Cezaevlerinin bir ülke yönetiminin aynası olduğunu vurgulayan Sancar, “Türkiye’de duvarlar sürekli yükseliyor ve çoğalıyor. Bu duvarların bize gösterdiği tablo şu: Hepten zindan rejimine dönmüş bir iktidar gerçeğiyle karşı karşıyayız. Bu rejim ülkeyi bir cezaevi toplumuna dönüştürmek için her türlü yolu deniyor.” ifadesini kullandı.
Türkiye’de bulunan cezaevi sayısına ilişkin rakamları da paylaşan Sancar, “Bu iktidarın bütün icraatlarını en iyi gösterecek örnek tam da burasıdır.
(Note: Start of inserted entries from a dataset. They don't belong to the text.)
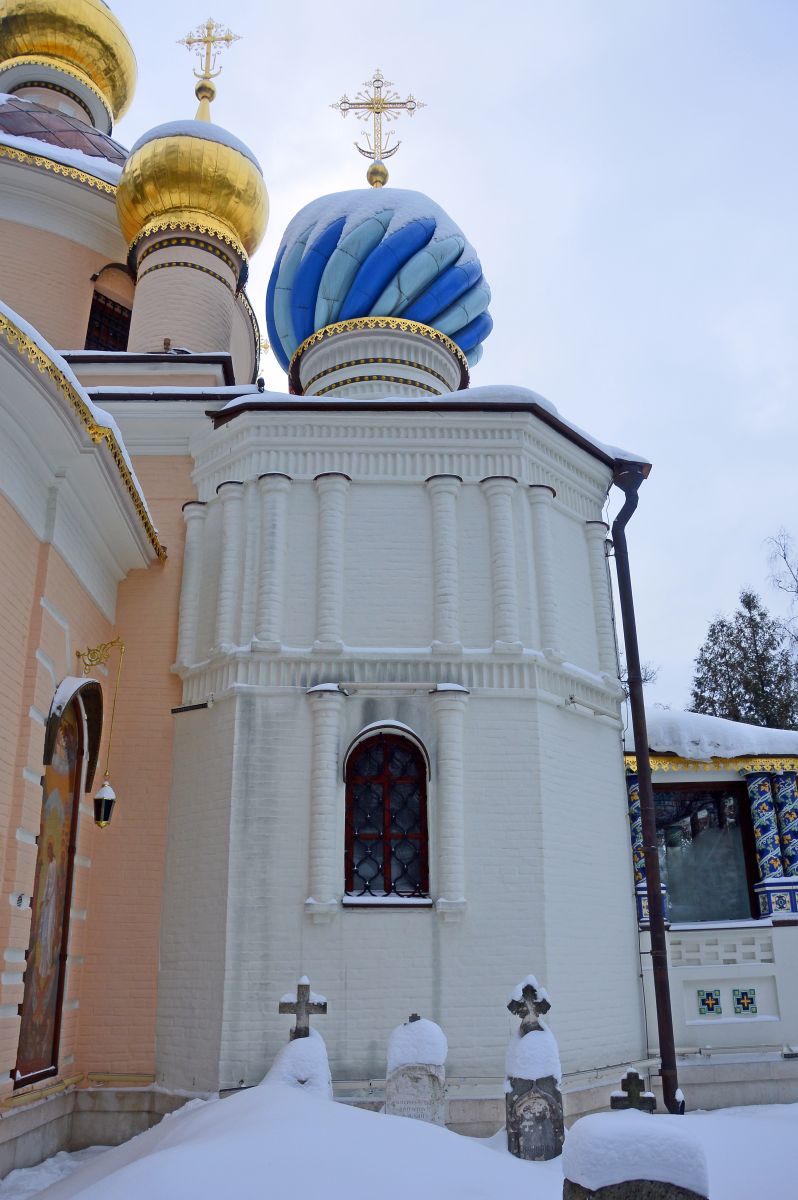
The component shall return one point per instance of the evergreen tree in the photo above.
(745, 670)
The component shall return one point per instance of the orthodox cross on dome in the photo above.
(207, 41)
(379, 102)
(306, 1005)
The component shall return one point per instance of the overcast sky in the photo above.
(627, 171)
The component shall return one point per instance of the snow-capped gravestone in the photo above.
(534, 1105)
(417, 1079)
(306, 1005)
(633, 1156)
(304, 1062)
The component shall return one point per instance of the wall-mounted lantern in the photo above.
(97, 655)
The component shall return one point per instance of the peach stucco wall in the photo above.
(47, 280)
(120, 973)
(108, 1025)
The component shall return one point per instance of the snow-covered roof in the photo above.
(702, 738)
(90, 165)
(203, 130)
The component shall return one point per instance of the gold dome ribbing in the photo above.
(189, 183)
(81, 37)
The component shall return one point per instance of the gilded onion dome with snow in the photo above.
(73, 47)
(193, 175)
(370, 255)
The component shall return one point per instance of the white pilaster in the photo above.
(329, 588)
(499, 491)
(228, 600)
(445, 569)
(274, 498)
(449, 703)
(541, 498)
(327, 857)
(193, 514)
(597, 538)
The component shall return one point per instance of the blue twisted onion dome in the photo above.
(383, 252)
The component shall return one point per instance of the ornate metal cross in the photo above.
(529, 1008)
(303, 1007)
(636, 1096)
(381, 102)
(209, 35)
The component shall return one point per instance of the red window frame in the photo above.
(384, 780)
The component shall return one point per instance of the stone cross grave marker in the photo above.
(529, 1009)
(634, 1095)
(303, 1008)
(534, 1107)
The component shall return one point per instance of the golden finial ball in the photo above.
(205, 90)
(377, 174)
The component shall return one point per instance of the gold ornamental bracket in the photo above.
(207, 41)
(382, 102)
(96, 657)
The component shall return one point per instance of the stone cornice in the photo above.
(527, 675)
(407, 447)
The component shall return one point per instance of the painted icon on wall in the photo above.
(41, 1008)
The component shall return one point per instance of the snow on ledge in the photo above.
(91, 165)
(702, 738)
(492, 396)
(615, 1147)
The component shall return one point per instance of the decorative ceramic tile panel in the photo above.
(709, 1002)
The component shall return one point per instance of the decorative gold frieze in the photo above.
(745, 765)
(99, 433)
(58, 168)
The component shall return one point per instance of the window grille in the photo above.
(109, 324)
(387, 849)
(703, 847)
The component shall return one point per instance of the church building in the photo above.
(321, 682)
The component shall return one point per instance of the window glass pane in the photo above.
(369, 761)
(367, 809)
(702, 856)
(367, 861)
(405, 808)
(401, 763)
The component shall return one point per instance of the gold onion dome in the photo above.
(72, 46)
(193, 175)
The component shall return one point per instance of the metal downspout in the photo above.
(628, 478)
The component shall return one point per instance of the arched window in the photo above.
(387, 819)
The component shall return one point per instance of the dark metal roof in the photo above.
(27, 119)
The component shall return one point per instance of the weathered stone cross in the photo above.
(532, 1006)
(303, 1007)
(636, 1096)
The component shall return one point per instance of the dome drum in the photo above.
(375, 357)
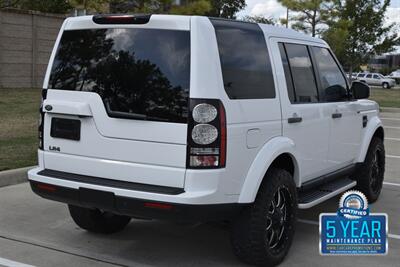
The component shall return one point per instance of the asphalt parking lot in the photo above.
(38, 232)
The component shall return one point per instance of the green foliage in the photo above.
(226, 8)
(260, 19)
(90, 5)
(309, 14)
(48, 6)
(8, 3)
(359, 32)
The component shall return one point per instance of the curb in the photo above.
(12, 177)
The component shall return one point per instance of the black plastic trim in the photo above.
(111, 183)
(122, 19)
(343, 172)
(138, 208)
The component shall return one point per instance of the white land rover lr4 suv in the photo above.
(197, 119)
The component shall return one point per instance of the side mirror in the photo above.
(360, 90)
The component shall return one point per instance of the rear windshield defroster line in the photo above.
(139, 73)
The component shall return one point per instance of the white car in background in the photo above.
(376, 79)
(394, 75)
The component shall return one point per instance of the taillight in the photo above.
(41, 119)
(206, 134)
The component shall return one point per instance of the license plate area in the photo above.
(65, 128)
(97, 199)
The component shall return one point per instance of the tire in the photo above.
(97, 221)
(251, 234)
(370, 173)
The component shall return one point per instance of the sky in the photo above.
(271, 8)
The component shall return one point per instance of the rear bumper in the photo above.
(192, 203)
(140, 208)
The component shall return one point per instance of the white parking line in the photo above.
(317, 223)
(393, 156)
(10, 263)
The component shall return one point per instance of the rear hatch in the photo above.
(117, 100)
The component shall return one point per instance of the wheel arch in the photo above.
(278, 152)
(375, 129)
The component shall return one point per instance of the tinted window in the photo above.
(288, 75)
(246, 68)
(139, 73)
(302, 73)
(333, 83)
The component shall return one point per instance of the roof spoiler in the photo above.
(122, 19)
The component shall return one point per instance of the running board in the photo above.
(312, 197)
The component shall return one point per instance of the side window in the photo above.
(302, 73)
(288, 75)
(245, 63)
(333, 83)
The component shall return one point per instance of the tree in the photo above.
(48, 6)
(309, 14)
(226, 8)
(260, 19)
(360, 32)
(90, 5)
(8, 3)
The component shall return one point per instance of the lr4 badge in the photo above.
(353, 230)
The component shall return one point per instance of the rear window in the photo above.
(245, 64)
(139, 73)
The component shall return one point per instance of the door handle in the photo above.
(295, 119)
(336, 115)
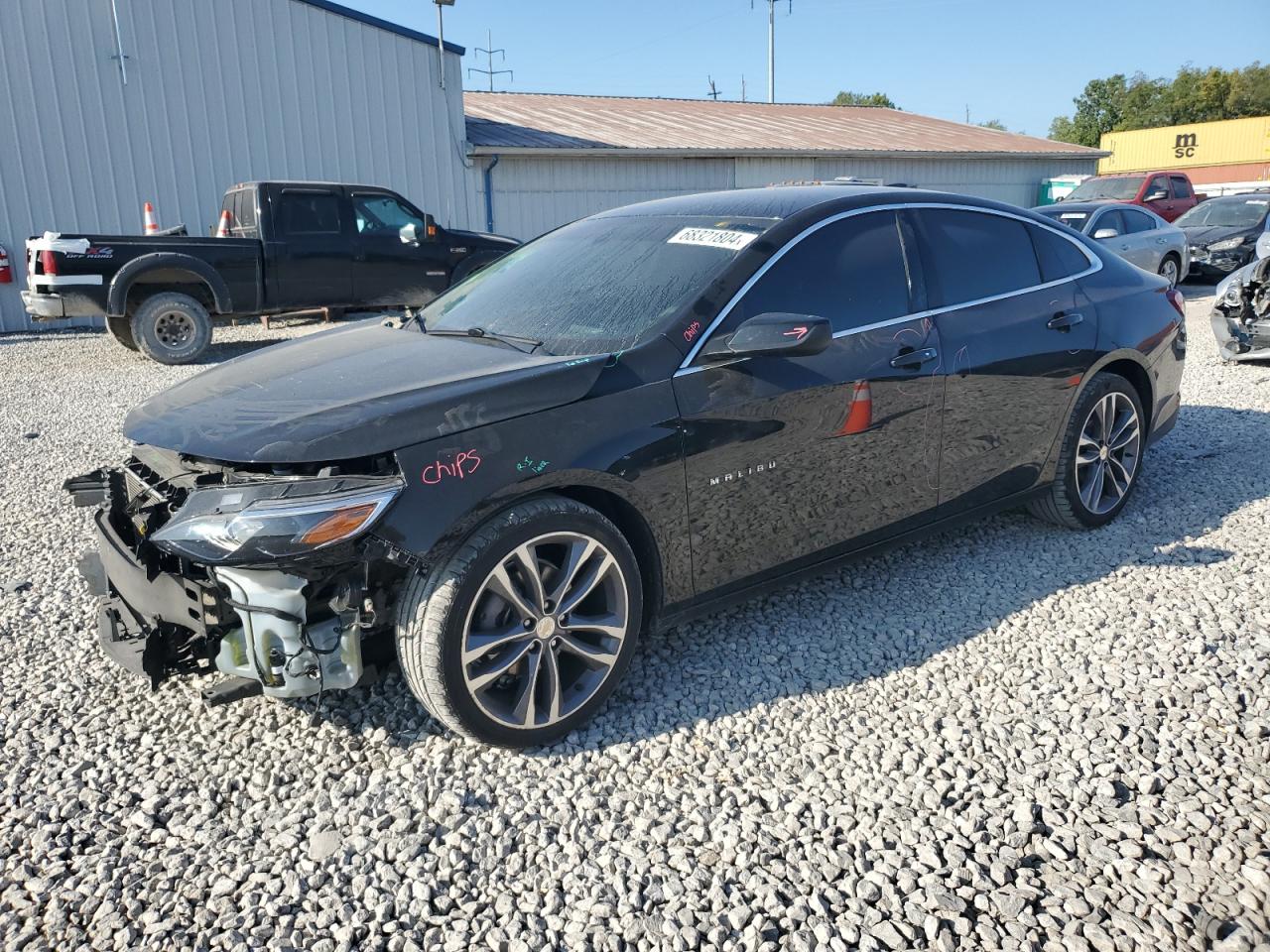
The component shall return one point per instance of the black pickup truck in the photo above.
(291, 246)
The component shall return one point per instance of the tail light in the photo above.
(1178, 301)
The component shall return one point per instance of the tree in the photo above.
(879, 99)
(1114, 104)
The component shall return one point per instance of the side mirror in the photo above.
(775, 335)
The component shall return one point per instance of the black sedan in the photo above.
(1223, 231)
(631, 420)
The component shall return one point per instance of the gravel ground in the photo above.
(1011, 737)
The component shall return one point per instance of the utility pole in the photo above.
(771, 46)
(489, 56)
(441, 40)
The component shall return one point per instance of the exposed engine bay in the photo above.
(1241, 313)
(263, 574)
Bu ülkeyi bütünüyle bir cezaevine dönüştürmeye çalışıyorlar.” diye konuştu.
– “Kendi bekası için her yola başvurabilecek bir iktidarla karşı karşıyayız”
Sancar, sözlerini şöyle sürdürdü:
“Bu iktidar, daimi savaş politikalarıyla ayakta duruyor, varlığını savaş politikalarına bağlamış deyip duruyoruz. Bunun da her gün yeni örnekleri çıkıyor karşımıza. İşte şimdi Federe Kürdistan Bölgesine yine bir sınır ötesi operasyon başlattılar. Bunun adı sınır ötesi operasyon değil; bunun adı apaçık savaş politikalarıdır. Bölgeyi savaş düzeni içinde tutma anlayışıdır. Buradan çok yönlü hesapları var elbette bu iktidarın. Bu hesapların içinde hiç şüpheniz olmasın ülkedeki siyaseti yeniden dizayn etme hedefi de yer alıyor. Bu ülkede siyaseti savaş politikaları üzerinden dizayn etmeye çalışıyorlar. Diğer muhalefet partilerini bu politikalar üzerinde hizaya getirmeyi amaçlıyorlar. Böylece bizim dışımızda, demokrasi ve barış isteyen güçlerin dışındaki herkesi sessizce bu cephede yer almaya çekiyorlar, belki de mecbur ediyorlar ama hiç kimse mecbur değil bu politikalara. Özellikle diğer muhalefet partilerinin tarihten, geçmişten ciddi dersler çıkarmalarını bekliyoruz.
Bu politikaların hangi amaçlara hizmet ettiğini ve ne gibi sonuçlar ürettiğini iyi görmeleri gerekiyor. Her sınır ötesi operasyondan sonra iktidarın arkasına dizilme alışkanlığının bu ülkede, bu düzeni kalıcı hale getirmekten başka bir sonuç yaratmayacağını bir kez daha hatırlatıyoruz. Bu oyuna gelmeyin. Savaş politikalarıyla, çözümsüzlükle gidilecek yol sefalettir, yoksullaşmadır ve faşizmin daha da kurumsallaşmasıdır. Bu iktidar ülkenin bekasını gerekçe gösteriyor, böyle propaganda yapıyor. Aslolan kendi bekasıdır. Kendi bekası için her yola başvurabilecek bir iktidarla karşı karşıyayız.”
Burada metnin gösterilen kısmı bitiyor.